Seven or more guerrillas of the Revolutionary Armed Forces of Colombia (FARC) were reported killed on 4 December in a gun fight in eastern Colombia, as troops closed in to arrest a prominent FARC chieftain dubbed Jhon 40. The guerrilla, whose name is Géner García Molina, was considered one of the FARC's main drug traffickers and a suspected contact of Mexican drug cartels, though it was not clear if he was killed; army sources had not yet confirmed the operation in the department of Guainía near the borders with Venezuela and Brazil, EFE reported. The seven killed were apparently members of his escort, the daily El Tiempo reported, citing unnamed sources. Colombian and FARC negotiators were separately scheduled to renew peace talks on 5 December in Havana.
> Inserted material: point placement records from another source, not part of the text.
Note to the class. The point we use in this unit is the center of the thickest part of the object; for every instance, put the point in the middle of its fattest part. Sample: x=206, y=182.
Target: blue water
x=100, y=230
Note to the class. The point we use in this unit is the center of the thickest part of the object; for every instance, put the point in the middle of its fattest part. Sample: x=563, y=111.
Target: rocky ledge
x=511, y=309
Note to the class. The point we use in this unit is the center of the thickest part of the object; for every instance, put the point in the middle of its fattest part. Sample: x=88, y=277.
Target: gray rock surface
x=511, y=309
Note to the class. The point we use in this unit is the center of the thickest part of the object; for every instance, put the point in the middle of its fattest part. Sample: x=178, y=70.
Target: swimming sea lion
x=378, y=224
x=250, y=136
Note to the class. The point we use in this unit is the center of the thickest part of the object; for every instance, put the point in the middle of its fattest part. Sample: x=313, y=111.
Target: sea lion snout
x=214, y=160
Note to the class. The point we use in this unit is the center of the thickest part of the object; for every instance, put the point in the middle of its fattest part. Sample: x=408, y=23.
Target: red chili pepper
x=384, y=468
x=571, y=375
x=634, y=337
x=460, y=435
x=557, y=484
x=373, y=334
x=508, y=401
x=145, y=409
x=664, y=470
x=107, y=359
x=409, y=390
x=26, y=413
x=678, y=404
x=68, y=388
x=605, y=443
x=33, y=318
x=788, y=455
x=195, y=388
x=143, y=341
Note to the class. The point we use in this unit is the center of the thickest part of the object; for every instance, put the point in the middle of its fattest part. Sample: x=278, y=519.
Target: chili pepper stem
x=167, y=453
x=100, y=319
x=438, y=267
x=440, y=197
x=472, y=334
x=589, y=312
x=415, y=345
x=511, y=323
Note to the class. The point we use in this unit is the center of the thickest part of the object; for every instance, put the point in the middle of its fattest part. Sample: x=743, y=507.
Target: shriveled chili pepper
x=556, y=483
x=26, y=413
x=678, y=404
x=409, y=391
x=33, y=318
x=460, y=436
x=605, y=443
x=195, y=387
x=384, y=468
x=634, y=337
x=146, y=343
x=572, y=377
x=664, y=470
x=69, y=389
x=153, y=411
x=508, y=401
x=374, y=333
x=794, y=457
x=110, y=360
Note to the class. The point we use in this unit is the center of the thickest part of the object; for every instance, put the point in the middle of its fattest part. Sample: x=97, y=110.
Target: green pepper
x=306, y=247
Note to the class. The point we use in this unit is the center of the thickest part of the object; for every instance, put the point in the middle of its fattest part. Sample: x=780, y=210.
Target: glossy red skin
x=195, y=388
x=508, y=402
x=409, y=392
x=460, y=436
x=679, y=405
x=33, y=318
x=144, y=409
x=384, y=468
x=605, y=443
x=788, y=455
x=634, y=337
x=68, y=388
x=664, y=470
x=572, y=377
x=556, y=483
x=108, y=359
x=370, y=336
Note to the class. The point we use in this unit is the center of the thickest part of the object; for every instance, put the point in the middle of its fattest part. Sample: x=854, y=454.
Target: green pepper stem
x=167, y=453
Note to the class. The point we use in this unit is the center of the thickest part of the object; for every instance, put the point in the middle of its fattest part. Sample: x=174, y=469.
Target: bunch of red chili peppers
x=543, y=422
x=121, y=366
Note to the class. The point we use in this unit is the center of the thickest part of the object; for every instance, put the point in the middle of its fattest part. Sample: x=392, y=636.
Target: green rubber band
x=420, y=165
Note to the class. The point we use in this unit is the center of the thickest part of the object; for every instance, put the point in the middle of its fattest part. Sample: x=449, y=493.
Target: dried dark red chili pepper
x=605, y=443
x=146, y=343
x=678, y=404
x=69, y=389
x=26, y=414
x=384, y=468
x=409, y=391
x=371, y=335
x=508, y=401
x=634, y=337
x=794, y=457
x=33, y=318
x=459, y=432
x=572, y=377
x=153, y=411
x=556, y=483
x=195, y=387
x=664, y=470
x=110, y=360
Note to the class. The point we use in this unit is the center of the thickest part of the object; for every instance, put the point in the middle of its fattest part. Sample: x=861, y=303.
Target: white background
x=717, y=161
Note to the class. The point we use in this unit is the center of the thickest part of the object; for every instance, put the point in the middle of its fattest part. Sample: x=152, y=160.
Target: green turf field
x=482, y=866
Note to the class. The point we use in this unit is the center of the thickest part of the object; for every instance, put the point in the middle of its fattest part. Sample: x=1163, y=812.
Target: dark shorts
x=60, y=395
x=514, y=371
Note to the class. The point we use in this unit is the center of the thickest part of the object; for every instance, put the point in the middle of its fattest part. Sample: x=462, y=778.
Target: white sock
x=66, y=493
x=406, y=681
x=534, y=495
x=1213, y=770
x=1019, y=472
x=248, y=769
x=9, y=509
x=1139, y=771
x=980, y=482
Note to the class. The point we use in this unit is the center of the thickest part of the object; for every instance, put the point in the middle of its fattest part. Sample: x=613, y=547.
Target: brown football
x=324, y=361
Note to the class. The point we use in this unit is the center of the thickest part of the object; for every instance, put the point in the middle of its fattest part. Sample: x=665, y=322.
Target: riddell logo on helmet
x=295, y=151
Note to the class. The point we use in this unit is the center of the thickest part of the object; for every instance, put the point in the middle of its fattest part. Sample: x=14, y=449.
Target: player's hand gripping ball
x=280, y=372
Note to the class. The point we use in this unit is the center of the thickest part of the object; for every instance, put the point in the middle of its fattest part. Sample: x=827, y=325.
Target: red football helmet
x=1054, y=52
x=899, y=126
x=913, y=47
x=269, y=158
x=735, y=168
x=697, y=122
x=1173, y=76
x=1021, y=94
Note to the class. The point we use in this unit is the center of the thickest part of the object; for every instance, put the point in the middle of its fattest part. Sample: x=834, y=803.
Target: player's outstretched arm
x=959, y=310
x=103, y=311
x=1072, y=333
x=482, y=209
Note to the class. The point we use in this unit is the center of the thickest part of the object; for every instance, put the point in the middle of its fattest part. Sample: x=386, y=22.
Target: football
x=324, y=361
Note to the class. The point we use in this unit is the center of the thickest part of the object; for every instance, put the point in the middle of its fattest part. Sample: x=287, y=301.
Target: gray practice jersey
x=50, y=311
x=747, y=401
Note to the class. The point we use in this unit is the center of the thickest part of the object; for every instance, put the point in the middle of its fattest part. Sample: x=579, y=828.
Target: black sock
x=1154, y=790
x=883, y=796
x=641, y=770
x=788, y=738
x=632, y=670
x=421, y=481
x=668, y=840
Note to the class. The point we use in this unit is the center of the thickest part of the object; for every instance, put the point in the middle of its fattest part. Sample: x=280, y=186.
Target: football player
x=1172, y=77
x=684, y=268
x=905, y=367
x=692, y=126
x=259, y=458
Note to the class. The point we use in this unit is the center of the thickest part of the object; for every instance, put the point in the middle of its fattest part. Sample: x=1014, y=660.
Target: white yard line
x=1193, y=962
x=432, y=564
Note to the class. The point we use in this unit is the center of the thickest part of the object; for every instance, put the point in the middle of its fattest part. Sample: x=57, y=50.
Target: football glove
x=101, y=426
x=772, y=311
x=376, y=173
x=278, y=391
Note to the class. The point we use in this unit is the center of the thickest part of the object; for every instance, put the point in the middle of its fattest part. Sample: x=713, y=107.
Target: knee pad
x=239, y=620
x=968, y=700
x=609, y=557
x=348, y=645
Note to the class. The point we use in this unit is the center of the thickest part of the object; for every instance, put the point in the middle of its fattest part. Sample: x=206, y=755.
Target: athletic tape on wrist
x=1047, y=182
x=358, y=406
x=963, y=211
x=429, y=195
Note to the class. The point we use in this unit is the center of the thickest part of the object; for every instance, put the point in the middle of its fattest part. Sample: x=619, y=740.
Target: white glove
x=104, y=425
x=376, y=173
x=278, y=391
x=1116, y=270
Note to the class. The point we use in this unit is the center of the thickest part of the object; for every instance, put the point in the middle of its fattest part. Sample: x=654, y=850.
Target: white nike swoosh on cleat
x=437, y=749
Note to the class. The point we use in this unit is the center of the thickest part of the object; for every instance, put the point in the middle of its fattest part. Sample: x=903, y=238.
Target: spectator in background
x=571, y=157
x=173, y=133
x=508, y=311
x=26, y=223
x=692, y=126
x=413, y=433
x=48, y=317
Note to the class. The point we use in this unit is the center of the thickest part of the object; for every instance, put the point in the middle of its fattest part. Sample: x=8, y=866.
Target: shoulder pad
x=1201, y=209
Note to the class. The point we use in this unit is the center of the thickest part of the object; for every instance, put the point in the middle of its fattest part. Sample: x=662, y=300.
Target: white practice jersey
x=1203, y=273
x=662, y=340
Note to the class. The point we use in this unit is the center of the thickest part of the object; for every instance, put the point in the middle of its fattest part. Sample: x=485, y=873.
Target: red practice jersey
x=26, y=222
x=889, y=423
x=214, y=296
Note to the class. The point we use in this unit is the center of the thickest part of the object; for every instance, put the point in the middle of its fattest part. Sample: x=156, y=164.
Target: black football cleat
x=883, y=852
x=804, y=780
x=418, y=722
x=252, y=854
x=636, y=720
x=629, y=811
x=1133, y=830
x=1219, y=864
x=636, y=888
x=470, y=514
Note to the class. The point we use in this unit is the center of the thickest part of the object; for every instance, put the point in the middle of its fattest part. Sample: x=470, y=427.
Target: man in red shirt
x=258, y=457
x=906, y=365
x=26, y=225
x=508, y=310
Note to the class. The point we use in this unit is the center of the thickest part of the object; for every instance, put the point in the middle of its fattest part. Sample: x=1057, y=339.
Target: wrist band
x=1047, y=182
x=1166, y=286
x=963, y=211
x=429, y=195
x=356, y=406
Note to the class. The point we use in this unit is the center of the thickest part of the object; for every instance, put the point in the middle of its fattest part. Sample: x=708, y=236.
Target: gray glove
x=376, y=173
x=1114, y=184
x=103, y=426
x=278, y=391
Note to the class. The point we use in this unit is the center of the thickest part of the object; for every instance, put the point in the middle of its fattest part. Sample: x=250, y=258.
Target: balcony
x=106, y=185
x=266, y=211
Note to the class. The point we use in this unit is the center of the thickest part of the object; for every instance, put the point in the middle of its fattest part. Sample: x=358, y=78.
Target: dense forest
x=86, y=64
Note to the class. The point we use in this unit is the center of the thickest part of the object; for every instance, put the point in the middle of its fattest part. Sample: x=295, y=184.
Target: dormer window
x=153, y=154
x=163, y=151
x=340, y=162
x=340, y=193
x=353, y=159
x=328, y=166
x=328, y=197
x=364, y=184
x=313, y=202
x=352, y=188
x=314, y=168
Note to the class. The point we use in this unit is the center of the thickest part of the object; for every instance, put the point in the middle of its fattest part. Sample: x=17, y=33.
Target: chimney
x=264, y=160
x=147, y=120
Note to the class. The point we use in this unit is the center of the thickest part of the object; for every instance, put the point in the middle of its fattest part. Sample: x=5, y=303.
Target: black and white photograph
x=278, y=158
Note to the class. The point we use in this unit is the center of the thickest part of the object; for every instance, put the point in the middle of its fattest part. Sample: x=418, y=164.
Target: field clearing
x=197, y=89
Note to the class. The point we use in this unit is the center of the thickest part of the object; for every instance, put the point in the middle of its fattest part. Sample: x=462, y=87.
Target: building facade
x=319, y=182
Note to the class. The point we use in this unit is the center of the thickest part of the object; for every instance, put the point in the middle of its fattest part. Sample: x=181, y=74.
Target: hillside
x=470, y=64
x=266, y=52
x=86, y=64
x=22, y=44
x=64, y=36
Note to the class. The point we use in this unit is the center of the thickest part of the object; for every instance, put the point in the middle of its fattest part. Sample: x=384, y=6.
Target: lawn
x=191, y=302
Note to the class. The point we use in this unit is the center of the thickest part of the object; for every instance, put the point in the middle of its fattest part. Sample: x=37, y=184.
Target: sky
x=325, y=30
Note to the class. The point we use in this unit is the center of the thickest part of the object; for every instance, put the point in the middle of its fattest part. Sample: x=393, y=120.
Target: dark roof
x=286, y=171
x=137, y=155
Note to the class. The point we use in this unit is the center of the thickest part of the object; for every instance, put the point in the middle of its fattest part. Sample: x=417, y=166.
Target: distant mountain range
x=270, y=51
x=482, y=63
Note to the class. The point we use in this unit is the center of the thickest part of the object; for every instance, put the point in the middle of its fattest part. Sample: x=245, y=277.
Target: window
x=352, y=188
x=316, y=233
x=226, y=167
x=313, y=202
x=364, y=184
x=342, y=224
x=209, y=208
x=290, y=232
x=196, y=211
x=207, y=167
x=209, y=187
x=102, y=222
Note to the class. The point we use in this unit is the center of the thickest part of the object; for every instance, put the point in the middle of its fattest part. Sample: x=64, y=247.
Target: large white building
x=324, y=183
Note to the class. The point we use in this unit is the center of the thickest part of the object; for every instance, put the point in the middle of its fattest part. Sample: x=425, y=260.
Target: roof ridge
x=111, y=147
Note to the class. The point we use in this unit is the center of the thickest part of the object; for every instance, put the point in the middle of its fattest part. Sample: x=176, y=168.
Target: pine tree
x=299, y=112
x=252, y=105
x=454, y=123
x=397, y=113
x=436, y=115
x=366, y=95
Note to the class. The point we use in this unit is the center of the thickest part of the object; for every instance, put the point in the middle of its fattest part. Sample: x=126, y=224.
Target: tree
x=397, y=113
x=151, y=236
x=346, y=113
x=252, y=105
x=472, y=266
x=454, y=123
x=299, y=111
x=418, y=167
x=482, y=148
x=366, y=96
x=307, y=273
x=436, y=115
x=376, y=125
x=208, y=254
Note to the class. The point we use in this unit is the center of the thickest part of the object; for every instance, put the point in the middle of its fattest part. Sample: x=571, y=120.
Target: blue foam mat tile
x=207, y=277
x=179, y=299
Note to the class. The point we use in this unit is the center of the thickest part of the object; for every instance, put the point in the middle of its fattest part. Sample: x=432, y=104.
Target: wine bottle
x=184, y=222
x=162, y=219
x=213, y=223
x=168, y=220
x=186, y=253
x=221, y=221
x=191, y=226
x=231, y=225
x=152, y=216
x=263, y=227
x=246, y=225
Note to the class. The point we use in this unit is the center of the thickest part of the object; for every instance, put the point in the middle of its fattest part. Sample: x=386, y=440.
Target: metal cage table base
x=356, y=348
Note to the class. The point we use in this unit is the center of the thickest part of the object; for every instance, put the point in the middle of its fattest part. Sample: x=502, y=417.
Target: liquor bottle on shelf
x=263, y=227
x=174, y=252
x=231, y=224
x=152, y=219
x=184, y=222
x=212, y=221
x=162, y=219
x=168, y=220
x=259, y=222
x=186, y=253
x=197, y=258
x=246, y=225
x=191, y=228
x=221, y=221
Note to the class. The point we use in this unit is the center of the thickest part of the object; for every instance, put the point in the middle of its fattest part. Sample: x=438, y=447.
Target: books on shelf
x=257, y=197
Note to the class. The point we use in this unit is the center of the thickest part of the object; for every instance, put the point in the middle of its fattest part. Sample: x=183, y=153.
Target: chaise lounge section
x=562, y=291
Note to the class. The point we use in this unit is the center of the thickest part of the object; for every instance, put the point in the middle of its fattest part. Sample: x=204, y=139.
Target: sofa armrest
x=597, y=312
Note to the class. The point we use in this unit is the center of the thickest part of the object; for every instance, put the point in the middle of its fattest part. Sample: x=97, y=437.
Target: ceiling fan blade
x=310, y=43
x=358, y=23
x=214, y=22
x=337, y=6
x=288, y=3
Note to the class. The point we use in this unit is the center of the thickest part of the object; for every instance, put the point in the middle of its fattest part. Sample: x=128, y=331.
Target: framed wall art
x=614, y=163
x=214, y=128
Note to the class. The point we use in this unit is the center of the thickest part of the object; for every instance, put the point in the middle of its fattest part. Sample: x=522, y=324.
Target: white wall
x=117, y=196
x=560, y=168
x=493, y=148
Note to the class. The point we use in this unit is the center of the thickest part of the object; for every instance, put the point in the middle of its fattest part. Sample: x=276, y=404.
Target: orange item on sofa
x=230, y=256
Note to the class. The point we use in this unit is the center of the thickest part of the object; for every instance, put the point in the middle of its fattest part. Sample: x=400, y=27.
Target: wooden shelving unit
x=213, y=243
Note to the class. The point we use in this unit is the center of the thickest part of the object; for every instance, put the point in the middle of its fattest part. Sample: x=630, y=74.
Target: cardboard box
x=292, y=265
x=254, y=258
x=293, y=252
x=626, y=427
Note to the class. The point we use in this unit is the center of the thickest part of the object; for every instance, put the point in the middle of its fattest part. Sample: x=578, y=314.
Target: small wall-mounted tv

Sixteen shot, found dead around Mexico

At least 16 were reported to have been shot or found dead in apparent criminal incidents around Mexico on 3-4 December, some found dismembered in bags or mutilated, the website Proceso reported on 4 December. Seven of these were killed in the northern city of Torreón in the state of Coahuila, including a man found in a house, castrated and with his throat slit. In other incidents three gunmen were killed in a shootout with troops in the northern district of Saltillo, while in Matachí in the northern state of Chihuahua, gunmen ambushed a military patrol, killing a soldier. A man was dragged half-naked out of a motel and shot in its courtyard late on 3 December, in the district of Cuernavaca south of Mexico City. A couple was also reported kidnapped from their flat in Cuernavaca before dawn on 4 December, Milenio reported. Police found two children or teenagers, presumably their children, when they arrived at the flat. Separately on 4 December, the prosecutor-general's office declared that a beauty queen who died in a shootout between gunmen and soldiers on 24 November was one of those firing on troops and was not killed for misfortune as first thought. María Susana Flores Gámez - beauty queen in 2012 of the north-western state of Sinaloa - fired an AK-47 assault rifle from a car carrying suspected members of the Sinaloa Cartel. The shootout took place in the localities of Salvador Alvarado and Palmar de los Leal in that state; its victims were Flores, two soldiers and a passer-by. Police now believed that her presumed boyfriend and one of the gunmen, a cartel member dubbed El Cholo Iván, did not die as reported and perhaps escaped, Proceso reported on 4 December.